Hello there,
This is the first time I have posted. Have felt for a year or so that I'm not in love with my husband anymore, we have not had sex for almost year, there is no affection, just pecks hello and goodbye. Within this year I've made attempts at affection, but have recently given up as I wasn't getting any response. He is a great dad and I love him in lots of ways just not sexually.
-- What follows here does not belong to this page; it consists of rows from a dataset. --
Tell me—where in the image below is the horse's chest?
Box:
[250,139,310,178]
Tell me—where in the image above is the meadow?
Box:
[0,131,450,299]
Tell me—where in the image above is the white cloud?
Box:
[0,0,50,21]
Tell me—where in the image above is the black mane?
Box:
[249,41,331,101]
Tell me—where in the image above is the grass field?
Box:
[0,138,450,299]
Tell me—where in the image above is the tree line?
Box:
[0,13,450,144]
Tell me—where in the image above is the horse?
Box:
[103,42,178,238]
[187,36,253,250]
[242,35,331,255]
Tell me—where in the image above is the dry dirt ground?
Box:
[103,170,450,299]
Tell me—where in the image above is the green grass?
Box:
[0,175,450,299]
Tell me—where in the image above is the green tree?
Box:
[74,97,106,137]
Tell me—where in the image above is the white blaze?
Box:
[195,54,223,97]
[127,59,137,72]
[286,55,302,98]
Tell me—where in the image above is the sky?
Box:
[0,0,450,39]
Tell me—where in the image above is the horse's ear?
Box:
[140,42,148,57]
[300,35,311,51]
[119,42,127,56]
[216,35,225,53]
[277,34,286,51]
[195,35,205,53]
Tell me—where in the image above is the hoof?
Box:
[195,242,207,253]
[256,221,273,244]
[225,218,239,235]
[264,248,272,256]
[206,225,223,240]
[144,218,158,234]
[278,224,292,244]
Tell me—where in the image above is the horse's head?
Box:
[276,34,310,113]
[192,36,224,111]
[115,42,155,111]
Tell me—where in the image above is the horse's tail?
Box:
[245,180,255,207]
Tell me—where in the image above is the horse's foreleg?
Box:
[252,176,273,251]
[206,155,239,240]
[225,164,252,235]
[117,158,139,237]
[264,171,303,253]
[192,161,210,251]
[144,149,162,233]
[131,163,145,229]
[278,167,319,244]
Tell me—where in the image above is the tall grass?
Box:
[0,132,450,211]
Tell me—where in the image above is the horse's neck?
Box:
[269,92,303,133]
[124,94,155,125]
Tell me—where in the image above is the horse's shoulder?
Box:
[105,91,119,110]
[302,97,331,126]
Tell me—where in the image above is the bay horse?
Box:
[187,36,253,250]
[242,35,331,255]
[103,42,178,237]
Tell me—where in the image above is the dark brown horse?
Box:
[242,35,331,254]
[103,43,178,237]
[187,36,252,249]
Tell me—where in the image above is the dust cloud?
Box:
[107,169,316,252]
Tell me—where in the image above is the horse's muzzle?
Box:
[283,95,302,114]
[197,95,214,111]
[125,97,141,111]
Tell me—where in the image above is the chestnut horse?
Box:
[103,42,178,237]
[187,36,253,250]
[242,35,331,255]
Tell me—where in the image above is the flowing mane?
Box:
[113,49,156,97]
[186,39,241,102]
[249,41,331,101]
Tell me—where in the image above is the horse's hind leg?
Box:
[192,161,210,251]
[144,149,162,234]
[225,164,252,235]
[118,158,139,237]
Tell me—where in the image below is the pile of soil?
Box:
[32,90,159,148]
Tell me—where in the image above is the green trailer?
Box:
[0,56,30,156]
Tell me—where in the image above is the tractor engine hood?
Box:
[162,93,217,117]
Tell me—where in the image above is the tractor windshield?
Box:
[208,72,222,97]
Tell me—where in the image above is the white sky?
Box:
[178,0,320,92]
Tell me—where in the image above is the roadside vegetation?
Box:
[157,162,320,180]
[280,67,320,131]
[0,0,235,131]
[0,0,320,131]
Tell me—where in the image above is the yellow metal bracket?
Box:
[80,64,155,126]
About 5 weeks ago I started messaging an old friend (he started) and they became more frequent and sexually explicit. I found myself so drawn in and the guilt drive me mad. So last Wednesday I decided to tell dh that my feelings have changed and that we should seperate. The usual happened, he stormed out and didn't get back til late. The next day, things had calmed, he didn't go into work so we went to a pub to talk things through. He says he does still love me passionately and wants to have sex, he also thinks that I have changed due to my taking citalopram (it does make me feel numb and I don't give a shit about anything). There was so much said, but now I feel back to square one. Neither of us have left, we went out as a family yesterday (we have 1 dd). He said he'd do anything to keep me, so I'm taking dd on a weeks holiday to get some space. Can I fall back in love? I'm still thinking about my old friend and what could've been had we met up (the messaging has stopped). Sorry this is long I'm feeling so troubled.